Christians (among them the future bishop Synesius) as well as pagan students attended Hypatia’s erudite classes, until a pagan-initiated street brawl ended in a Christian takeover of the library (c. 391), transforming its temple into a church. Having salvaged what scrolls she could, Hypatia continued her speculative studies in her home, until her purported influence on the Roman Prefect of the city (her former student Orestes) caused her to be murdered by a Christian mob.
The younger Orestes had also earlier aspired to be Hypatia’s suitor. The neo-Platonist Hypatia, however, had no interest in such love and dramatically displayed her disdain for physical sexuality. Meanwhile her family slave Davus both falls in love with Hypatia and becomes a Christian. The story of Davus, which I presume is a cinematic fiction, gives the film a personal, emotional, and erotic edge it would otherwise lack.

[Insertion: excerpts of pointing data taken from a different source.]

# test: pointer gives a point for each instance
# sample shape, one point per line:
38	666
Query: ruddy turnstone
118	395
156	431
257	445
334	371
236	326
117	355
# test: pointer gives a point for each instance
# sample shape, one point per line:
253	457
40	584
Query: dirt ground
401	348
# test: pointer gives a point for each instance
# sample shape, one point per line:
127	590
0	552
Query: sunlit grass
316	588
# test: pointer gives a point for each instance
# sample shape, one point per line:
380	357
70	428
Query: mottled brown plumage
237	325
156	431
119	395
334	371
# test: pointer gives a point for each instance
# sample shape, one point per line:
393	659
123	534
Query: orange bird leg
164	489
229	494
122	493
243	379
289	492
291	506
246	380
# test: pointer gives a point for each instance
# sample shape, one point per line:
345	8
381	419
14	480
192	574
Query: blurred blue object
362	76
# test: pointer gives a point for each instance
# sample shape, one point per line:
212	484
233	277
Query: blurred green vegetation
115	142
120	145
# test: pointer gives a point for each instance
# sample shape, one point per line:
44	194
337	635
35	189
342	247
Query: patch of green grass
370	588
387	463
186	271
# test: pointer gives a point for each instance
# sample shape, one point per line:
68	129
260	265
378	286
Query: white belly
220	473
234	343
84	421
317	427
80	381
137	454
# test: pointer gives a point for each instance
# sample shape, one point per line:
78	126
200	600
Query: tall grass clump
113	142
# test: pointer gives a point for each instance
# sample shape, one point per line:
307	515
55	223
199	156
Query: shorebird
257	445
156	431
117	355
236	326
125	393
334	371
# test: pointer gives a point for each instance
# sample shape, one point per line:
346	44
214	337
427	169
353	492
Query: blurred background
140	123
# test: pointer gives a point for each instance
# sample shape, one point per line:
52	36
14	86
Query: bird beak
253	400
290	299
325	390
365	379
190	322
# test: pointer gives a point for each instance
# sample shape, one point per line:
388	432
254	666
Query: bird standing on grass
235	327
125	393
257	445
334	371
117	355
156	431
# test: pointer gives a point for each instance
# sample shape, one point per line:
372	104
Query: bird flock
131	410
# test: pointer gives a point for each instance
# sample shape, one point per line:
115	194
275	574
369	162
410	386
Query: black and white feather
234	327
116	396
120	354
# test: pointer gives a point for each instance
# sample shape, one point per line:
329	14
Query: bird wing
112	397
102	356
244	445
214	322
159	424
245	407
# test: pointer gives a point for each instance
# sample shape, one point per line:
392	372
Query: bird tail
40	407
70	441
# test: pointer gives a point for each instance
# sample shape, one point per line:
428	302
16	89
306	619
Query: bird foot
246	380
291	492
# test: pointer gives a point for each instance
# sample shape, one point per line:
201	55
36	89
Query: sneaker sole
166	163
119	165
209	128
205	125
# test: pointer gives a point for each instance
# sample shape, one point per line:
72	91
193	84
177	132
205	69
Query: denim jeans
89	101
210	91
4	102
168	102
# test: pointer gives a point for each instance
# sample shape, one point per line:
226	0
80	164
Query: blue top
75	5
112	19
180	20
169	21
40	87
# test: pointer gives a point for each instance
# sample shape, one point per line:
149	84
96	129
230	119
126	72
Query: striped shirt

As historian H.A. Drake has shown in Constantine and the Bishops (Johns Hopkins U. Pr., 2000), the first Christian Emperor pursued a religious policy aimed at imperial stability and social cohesion, in which Christians and pagans could coexist in civic harmony. Had the political situation not developed differently, how might the relationship among the empire’s religions have sorted itself out? Might the mutual respect among Hypatia, Orestes, and Synesius have provided an alternative model for a society in transition?